The march will lead to Christchurch Hospital to symbolically recognise the women and children who are affected by family violence in Canterbury each year.

Lesley Elliott, the mother of murdered 22-year-old Otago University graduate Sophie Elliott, will address the crowd before a silent return march to the police station.

Mental Health Foundation chief executive Judi Clements said White Ribbon Day was a day for all New Zealand men to take a stand against violence and the mental distress it caused.

"Women and children overwhelmingly bear the brunt of physical, mental and sexual violence within their families and whanau."

She said it was important to recognise that violence against women undermined the mental health of men, women and children.

"Safe and equal relationships benefit us all, so it is good to see men stepping up and taking responsibility for men's behaviour."

Labour Party women's affairs spokeswoman Carol Beaumont said White Ribbon Day this year came amid an outpouring of community anger about sexual violence against women.

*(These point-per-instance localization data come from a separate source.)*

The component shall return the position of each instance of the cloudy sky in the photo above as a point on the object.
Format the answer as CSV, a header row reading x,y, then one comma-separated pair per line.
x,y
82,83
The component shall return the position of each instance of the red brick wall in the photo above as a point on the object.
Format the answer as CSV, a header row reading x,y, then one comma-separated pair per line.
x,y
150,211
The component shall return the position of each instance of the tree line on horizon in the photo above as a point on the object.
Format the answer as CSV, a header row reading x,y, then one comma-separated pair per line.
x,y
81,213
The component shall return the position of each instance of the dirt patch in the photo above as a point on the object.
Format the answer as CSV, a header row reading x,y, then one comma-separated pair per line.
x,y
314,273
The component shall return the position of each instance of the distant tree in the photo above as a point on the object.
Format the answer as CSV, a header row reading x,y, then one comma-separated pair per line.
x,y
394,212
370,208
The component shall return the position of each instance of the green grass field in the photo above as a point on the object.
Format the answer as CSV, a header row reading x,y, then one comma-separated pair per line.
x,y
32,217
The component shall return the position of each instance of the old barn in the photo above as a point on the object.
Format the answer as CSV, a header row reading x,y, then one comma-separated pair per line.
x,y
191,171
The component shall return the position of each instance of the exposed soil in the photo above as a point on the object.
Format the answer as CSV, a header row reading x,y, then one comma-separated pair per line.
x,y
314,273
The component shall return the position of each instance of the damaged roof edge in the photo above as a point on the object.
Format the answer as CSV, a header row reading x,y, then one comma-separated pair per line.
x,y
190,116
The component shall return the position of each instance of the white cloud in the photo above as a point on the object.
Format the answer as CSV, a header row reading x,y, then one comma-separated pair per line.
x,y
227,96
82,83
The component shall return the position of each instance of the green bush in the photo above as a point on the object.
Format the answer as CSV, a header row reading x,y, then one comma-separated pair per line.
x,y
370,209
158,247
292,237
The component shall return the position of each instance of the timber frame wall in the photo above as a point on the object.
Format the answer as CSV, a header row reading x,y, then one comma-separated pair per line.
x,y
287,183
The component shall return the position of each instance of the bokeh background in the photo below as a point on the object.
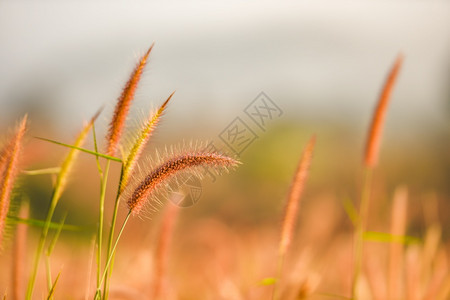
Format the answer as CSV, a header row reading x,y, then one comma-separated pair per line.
x,y
321,62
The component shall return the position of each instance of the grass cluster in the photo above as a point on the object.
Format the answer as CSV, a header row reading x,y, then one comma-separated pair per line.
x,y
426,282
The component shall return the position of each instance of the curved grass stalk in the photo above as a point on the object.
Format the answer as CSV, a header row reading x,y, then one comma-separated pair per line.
x,y
60,185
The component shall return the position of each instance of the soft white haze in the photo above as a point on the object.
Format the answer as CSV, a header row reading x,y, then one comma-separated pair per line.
x,y
315,59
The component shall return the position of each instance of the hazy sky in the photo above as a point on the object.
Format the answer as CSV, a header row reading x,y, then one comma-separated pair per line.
x,y
322,59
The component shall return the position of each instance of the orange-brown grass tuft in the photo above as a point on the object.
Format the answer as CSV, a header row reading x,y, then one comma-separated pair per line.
x,y
396,253
162,251
123,105
19,255
140,142
172,167
9,170
376,128
295,193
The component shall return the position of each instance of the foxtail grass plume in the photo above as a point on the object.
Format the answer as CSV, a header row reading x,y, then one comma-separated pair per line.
x,y
376,128
140,142
172,167
295,193
123,105
9,170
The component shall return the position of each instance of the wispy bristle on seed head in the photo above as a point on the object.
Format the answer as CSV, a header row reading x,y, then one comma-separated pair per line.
x,y
295,193
8,171
170,168
140,142
123,105
376,128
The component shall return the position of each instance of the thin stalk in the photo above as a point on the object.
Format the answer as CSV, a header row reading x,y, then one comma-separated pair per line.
x,y
110,257
49,273
103,181
111,235
279,274
41,245
361,228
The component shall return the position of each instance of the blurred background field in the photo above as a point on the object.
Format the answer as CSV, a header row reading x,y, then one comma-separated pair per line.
x,y
322,63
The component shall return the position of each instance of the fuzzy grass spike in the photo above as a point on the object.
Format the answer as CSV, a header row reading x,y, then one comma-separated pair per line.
x,y
172,167
123,105
9,170
376,128
140,142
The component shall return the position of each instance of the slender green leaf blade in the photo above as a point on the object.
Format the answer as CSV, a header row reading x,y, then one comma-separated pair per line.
x,y
55,170
39,223
383,237
55,238
52,291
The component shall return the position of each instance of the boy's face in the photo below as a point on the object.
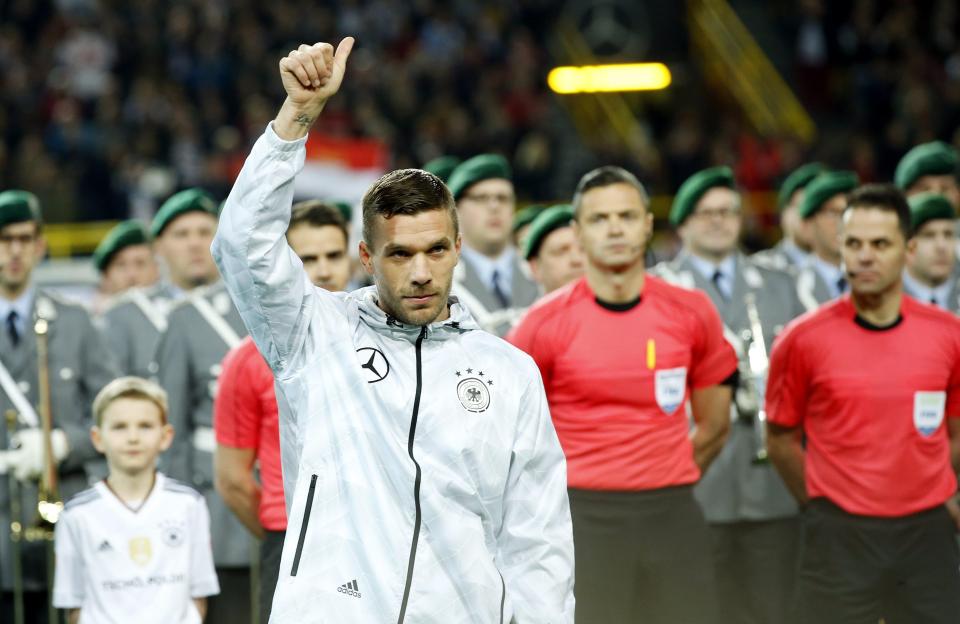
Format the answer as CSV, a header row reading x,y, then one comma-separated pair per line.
x,y
132,435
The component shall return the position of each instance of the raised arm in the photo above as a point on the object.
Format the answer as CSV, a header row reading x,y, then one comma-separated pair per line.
x,y
263,275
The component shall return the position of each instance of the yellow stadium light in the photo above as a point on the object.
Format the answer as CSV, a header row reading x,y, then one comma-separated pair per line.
x,y
609,78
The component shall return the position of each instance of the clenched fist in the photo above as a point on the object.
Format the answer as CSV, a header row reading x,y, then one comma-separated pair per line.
x,y
311,75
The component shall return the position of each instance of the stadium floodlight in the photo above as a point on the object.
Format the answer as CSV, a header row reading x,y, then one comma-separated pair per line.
x,y
609,78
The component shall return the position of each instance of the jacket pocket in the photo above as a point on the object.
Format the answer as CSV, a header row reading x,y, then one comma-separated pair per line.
x,y
303,525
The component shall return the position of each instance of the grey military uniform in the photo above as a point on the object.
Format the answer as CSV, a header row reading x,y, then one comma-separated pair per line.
x,y
482,303
752,515
188,357
811,288
784,256
133,323
80,365
734,488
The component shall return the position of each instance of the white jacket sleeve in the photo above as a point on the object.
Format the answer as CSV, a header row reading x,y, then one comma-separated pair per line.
x,y
535,542
263,275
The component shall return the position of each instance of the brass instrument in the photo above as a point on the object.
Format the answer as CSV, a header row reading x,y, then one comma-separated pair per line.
x,y
49,504
16,527
751,402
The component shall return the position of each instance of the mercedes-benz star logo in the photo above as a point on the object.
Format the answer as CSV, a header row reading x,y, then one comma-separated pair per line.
x,y
374,364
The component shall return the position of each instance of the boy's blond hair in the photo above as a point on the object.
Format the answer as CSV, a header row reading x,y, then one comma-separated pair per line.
x,y
129,388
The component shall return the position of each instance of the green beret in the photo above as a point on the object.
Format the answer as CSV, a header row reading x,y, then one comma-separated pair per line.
x,y
345,209
190,200
526,216
927,207
936,158
552,218
823,187
442,167
799,178
477,169
690,192
18,206
124,234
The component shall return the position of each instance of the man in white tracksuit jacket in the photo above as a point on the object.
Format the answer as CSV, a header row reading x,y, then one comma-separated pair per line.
x,y
430,485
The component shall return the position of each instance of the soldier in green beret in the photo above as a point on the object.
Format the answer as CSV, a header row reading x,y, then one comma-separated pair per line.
x,y
489,279
78,365
793,250
930,167
125,259
824,201
753,517
189,345
552,250
182,231
931,252
522,221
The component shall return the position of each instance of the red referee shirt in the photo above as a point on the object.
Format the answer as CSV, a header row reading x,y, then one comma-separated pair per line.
x,y
245,416
618,381
872,404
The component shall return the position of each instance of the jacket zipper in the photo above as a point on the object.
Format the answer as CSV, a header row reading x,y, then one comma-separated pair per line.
x,y
416,482
303,525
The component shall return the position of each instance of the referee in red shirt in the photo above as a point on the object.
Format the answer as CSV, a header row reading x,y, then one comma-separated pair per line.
x,y
245,411
872,382
622,354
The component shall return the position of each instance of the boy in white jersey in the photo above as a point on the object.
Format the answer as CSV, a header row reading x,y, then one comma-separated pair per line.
x,y
135,547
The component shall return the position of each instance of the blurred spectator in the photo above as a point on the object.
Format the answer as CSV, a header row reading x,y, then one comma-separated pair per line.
x,y
106,107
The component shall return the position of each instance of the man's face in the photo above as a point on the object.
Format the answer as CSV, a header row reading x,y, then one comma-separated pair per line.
x,y
945,185
931,253
825,228
874,250
485,212
411,259
559,261
184,246
21,249
793,226
713,229
132,435
613,226
132,266
323,251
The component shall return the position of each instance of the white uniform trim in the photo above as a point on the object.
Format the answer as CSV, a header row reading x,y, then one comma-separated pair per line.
x,y
219,325
28,415
156,318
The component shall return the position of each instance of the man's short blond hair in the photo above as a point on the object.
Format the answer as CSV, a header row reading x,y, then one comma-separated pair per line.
x,y
129,388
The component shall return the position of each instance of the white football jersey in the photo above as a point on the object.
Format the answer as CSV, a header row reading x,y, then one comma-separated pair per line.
x,y
120,565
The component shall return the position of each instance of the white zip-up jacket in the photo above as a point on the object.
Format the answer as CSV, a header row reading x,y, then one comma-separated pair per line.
x,y
430,484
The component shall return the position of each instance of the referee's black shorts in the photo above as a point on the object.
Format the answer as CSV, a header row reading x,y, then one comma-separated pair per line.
x,y
642,557
860,569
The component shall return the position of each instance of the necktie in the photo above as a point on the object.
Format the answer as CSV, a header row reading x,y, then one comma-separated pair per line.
x,y
12,330
716,279
501,297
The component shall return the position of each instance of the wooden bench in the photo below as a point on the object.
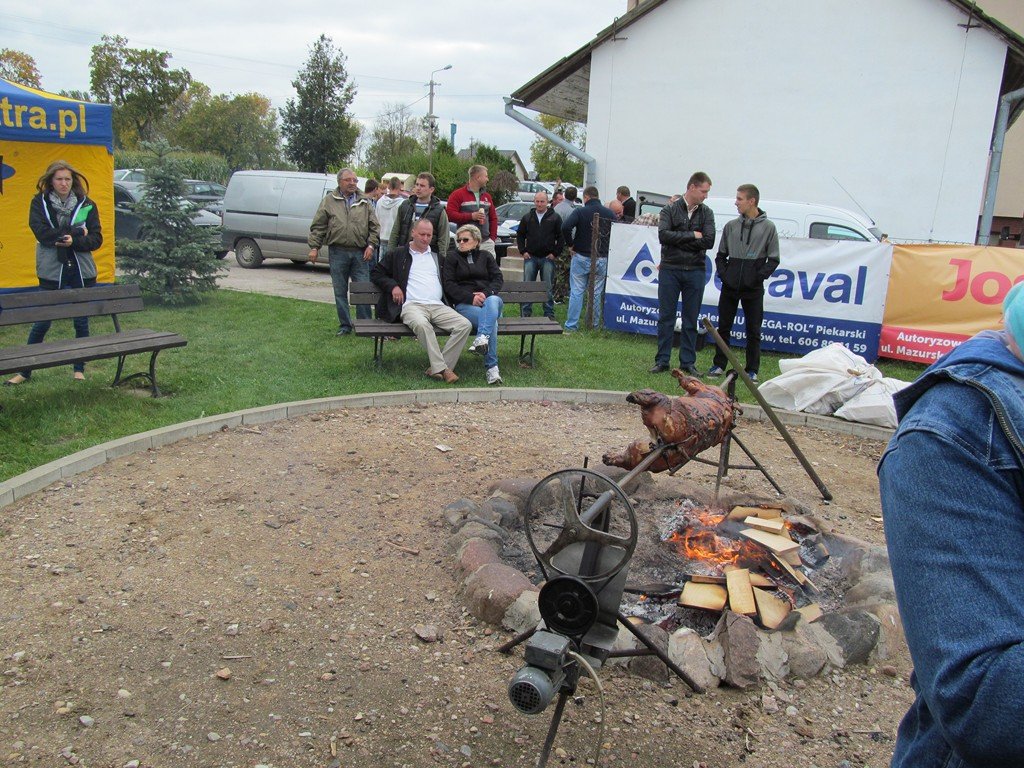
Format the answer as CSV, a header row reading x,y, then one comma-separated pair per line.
x,y
363,294
29,306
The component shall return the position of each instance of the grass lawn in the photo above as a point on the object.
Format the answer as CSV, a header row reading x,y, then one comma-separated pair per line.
x,y
247,350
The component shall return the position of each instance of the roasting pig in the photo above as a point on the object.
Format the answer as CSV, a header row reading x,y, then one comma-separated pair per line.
x,y
690,424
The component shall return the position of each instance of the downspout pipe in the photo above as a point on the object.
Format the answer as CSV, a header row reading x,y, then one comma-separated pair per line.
x,y
998,139
590,165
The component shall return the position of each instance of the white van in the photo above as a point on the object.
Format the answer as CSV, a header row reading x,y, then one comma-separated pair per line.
x,y
791,219
267,214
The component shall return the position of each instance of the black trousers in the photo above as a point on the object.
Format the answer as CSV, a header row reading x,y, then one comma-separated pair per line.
x,y
754,313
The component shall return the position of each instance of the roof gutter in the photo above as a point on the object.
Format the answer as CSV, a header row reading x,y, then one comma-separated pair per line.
x,y
589,163
998,138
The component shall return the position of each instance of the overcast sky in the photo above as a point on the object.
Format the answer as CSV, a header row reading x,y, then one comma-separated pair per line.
x,y
392,46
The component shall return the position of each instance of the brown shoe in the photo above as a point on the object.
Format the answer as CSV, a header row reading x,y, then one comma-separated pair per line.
x,y
448,376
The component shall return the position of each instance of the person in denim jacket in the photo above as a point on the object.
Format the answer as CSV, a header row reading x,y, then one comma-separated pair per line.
x,y
952,496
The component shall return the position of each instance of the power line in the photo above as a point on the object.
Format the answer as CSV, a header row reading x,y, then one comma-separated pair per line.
x,y
93,34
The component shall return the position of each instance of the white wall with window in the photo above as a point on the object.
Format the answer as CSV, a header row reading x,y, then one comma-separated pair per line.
x,y
877,105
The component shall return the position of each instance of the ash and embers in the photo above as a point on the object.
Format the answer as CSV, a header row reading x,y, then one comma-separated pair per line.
x,y
691,540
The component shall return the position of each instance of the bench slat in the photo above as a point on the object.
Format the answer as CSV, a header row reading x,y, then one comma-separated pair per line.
x,y
506,327
48,354
511,293
30,306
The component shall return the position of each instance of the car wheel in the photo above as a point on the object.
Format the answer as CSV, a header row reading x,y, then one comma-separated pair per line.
x,y
247,253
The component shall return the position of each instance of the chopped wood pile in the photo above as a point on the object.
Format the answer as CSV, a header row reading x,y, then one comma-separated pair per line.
x,y
754,592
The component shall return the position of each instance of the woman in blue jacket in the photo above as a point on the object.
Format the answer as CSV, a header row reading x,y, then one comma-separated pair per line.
x,y
66,223
952,499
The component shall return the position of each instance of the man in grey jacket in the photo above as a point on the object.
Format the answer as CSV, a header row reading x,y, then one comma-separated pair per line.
x,y
346,223
747,257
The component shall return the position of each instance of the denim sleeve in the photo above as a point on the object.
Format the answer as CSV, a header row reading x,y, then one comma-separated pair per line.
x,y
954,526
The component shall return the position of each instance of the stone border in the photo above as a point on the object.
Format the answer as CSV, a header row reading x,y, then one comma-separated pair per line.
x,y
69,466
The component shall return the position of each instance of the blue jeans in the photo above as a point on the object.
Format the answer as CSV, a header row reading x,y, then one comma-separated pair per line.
x,y
70,278
546,267
579,276
347,263
673,284
484,320
951,483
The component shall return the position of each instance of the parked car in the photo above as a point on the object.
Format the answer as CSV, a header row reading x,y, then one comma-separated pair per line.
x,y
128,224
791,219
529,188
509,216
208,194
267,214
129,174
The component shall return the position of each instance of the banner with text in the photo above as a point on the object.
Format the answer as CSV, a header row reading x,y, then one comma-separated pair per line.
x,y
940,296
823,292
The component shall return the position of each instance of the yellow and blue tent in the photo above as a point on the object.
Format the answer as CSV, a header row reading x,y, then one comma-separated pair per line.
x,y
37,128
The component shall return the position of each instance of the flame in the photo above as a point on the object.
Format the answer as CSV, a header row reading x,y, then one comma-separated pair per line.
x,y
699,541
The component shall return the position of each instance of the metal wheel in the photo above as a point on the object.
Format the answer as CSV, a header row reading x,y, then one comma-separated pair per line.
x,y
247,253
572,508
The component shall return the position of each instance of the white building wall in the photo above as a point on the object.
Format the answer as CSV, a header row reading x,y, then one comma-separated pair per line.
x,y
892,100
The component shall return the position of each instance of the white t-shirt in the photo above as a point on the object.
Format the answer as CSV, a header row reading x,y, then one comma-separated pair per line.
x,y
424,285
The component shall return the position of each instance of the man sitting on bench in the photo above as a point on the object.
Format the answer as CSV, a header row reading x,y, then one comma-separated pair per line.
x,y
409,279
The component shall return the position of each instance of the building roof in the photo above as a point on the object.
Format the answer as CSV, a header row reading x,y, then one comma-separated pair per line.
x,y
563,89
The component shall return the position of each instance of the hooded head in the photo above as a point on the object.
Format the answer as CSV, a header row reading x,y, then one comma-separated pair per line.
x,y
1013,314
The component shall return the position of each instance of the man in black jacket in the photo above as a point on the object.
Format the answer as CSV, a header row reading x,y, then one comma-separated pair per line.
x,y
409,278
540,242
577,231
747,257
422,205
686,230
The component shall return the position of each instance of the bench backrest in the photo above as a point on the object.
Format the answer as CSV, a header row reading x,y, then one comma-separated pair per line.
x,y
29,306
511,293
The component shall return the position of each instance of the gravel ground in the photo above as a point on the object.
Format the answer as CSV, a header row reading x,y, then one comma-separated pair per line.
x,y
231,600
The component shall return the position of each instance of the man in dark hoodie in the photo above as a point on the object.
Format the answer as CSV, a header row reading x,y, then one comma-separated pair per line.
x,y
747,257
952,499
686,230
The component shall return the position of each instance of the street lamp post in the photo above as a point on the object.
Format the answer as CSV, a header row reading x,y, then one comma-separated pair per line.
x,y
431,118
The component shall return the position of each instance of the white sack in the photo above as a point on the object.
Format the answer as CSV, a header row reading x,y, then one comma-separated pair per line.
x,y
820,381
875,403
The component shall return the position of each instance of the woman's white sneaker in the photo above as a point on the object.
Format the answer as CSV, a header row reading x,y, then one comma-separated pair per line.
x,y
480,343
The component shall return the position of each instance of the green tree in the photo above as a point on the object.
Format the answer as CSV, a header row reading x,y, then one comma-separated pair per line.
x,y
243,129
317,126
393,136
138,83
19,68
175,258
551,161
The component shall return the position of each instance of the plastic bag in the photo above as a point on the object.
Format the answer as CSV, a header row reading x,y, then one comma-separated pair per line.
x,y
875,403
820,381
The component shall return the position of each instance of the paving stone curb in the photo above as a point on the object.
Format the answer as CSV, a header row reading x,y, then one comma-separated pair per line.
x,y
69,466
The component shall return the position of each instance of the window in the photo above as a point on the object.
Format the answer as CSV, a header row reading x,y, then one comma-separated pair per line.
x,y
820,230
122,197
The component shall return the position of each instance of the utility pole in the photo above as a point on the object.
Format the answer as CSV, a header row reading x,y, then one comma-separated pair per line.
x,y
430,120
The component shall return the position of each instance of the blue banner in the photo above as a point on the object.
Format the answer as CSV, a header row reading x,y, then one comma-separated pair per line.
x,y
822,292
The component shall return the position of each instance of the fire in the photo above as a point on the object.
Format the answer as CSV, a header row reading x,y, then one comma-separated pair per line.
x,y
698,540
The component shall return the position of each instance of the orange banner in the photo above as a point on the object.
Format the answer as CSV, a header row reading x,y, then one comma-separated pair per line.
x,y
942,295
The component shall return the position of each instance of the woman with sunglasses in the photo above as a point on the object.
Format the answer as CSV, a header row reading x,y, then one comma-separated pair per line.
x,y
66,223
472,281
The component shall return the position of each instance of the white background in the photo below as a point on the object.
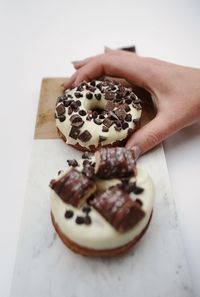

She said New Zealand had high rates of domestic violence and the figures painted a shocking picture.

Police said one in three women would experience partner violence at some point in their lives, while an average of 14 women a year were killed by their partners or ex-partners.

Meanwhile, a Kapiti school has launched a new student safety programme in the wake of the Roast Busters scandal.

Paraparaumu College's health and guidance department will lead discussions with single-gender groups of Year 9 and 10 students to discuss strategies and barriers to keeping themselves safe.

Principal Gregor Fountain said news of the Roast Busters had prompted the initiative, which built on the school's work throughout the year on issues such as values, peer pressure and the importance of seeking help from a trusted adult.

Families have been informed about the programme, which would run over the next two weeks before the school holidays.